1. Create keytab on my Windows srv 2008 (AD+KDC):

ktpass -princ host/srv-mydomain.local@MYDOMAIN.LOCAL -mapuser ldapmail@MYDOMAIN.LOCAL -crypto RC4-HMAC-NT -ptype KRB5_NT_SRV_INST -pass "mypasswd" -out c:\mail.keytab

2. Copy mail.keytab via SCP to linux server (srv-mydomain.local)

changed permission

chown root.kerberos /etc/mail/mail.keytab

where kerberos:

cat /etc/group | grep kerberos

kerberos::1100:root,postﬁx,cyrus

kinit this keytab:

kinit -V -k -t /etc/mail/mail.keytab host srv-mydomain.local@MYDOMAIN.LOCAL

Authenticated to Kerberos v5

3. saslauthd start with next option:

ps ax | grep sasl

27593 ? Ss 0:00 /usr/sbin/saslauthd -a kerberos5

cat smtp.conf

pwcheck_method: saslauthd

mech_list: gssapi

sasl_pwcheck_method: saslauthd

sasl_mech_list: gssapi

sasl_keytab: /etc/mail/mail.keytab

I want, my users to be held authenticated via Kerberos, without using a login & password.

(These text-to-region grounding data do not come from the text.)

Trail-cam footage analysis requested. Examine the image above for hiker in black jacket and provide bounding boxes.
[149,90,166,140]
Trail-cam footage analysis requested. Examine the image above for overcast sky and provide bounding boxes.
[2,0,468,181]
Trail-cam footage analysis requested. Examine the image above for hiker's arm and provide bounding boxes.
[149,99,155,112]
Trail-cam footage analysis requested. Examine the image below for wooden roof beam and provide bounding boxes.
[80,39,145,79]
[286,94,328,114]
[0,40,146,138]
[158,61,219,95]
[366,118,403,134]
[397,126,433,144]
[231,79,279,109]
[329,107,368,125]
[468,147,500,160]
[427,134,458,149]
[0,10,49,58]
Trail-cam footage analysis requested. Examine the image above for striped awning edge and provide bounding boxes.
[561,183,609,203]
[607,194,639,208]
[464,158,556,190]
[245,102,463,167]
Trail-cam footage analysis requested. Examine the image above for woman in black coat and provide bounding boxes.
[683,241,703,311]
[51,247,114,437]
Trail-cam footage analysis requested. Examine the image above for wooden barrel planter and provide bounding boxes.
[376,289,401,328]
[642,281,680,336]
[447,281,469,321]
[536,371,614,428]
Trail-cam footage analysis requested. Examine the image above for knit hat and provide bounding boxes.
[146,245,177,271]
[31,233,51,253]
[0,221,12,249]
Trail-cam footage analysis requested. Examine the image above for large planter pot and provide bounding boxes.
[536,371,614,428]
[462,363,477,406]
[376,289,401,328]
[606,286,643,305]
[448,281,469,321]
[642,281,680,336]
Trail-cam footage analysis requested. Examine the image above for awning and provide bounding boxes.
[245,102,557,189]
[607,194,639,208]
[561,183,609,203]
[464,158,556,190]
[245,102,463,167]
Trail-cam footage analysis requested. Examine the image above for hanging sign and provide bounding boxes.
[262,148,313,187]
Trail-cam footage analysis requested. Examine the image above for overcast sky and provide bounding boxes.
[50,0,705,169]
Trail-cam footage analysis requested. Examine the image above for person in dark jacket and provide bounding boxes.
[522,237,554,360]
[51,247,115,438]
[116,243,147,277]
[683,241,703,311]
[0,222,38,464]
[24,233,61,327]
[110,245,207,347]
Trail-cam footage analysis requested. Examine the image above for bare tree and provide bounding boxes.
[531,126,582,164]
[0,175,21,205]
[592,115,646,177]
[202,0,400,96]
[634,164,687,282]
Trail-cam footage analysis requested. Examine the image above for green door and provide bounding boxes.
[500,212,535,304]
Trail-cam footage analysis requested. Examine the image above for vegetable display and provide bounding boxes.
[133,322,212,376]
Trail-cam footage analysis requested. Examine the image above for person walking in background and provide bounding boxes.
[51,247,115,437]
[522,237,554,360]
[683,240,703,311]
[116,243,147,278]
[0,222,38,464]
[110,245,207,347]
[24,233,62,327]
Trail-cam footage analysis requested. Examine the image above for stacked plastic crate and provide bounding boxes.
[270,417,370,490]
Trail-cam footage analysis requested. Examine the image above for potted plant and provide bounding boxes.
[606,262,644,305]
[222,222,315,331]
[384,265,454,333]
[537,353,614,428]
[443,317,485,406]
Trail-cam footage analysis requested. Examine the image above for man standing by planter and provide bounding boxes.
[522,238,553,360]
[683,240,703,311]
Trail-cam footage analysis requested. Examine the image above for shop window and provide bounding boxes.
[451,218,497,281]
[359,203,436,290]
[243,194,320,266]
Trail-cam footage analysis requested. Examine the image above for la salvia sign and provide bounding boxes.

Postfix & Cyrus-Imapd should verify the existence of these users in AD.

So what is my next steps ???

many thanks ALL for your help  :Smile: 

--

Ross

----------

## gerdesj

You have provided nearly the perfect query - lots of config details.

However, no logs - from anything.

Have you looked at any logs.  For starters your KDCs should see something and report in Event Log.  If they are not then either logging isn't configured or requests are not even being sent.

Dig out Wireshark. 

Cheers

jon

----------